BRUSSELS (Reuters) – Europe’s proposals to open its markets wider to U.S. products including cars appear not to have persuaded Washington to lift the threat of import tariffs on EU steel and aluminum, the bloc’s trade chief said on Tuesday.
U.S. President Donald Trump has set tariffs of 25 percent on incoming steel and 10 percent on aluminum on grounds of national security but has granted EU producers an exemption until June 1 pending the outcome of talks.
EU leaders last week agreed on four areas the bloc would be willing to discuss, including easier access for industrial products, but only on condition that the exemption is made permanent.
EU Trade Commissioner Cecilia Malmstrom spoke with U.S. Commerce Secretary Wilbur Ross after the proposals were made public, but said Washington did not seem satisfied.
“I think they don’t think it is enough,” she told reporters before a meeting of EU ministers to discuss trade.

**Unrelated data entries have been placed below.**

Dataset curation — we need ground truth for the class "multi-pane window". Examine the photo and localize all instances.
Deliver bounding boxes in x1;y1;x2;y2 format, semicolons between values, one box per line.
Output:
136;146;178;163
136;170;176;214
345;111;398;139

Luxembourg Foreign Minister Jean Asselborn seemed equally gloomy about prospects.
“I think that on June 1 we will have another deadlock,” he said. “Perhaps we will take a step forward in terms of what we can offer the Americans. It could be that we move towards quotas. Everything is open, but it’s difficult.”
The areas identified for discussion are: greater market access for industrial products, including cars, and to government tenders; energy, notably liquefied natural gas (LNG); possible cooperation among regulators; and reform of the World Trade Organization.
Export-oriented Germany, which has been the keenest to avoid a trade conflict, described the EU leaders’ proposals as a first step and forecast “intensive discussion” on Tuesday to find a deal acceptable to both Europe and the United States.
“Time is running out,” German Economy Minister Peter Altmaier said. “We know what is on the menu, now we need to get a good meal together. I think that is feasible.”
So far, the United States has given permanent metals tariff exemptions to Australia, Argentina, Brazil and South Korea, but in each case set import quotas.
Malmstrom said she could not imagine the EU accepting quotas unless they were at levels of exports in recent years.
“But we are under the impression that somehow they want to limit steel to the U.S., aluminum as well,” she said.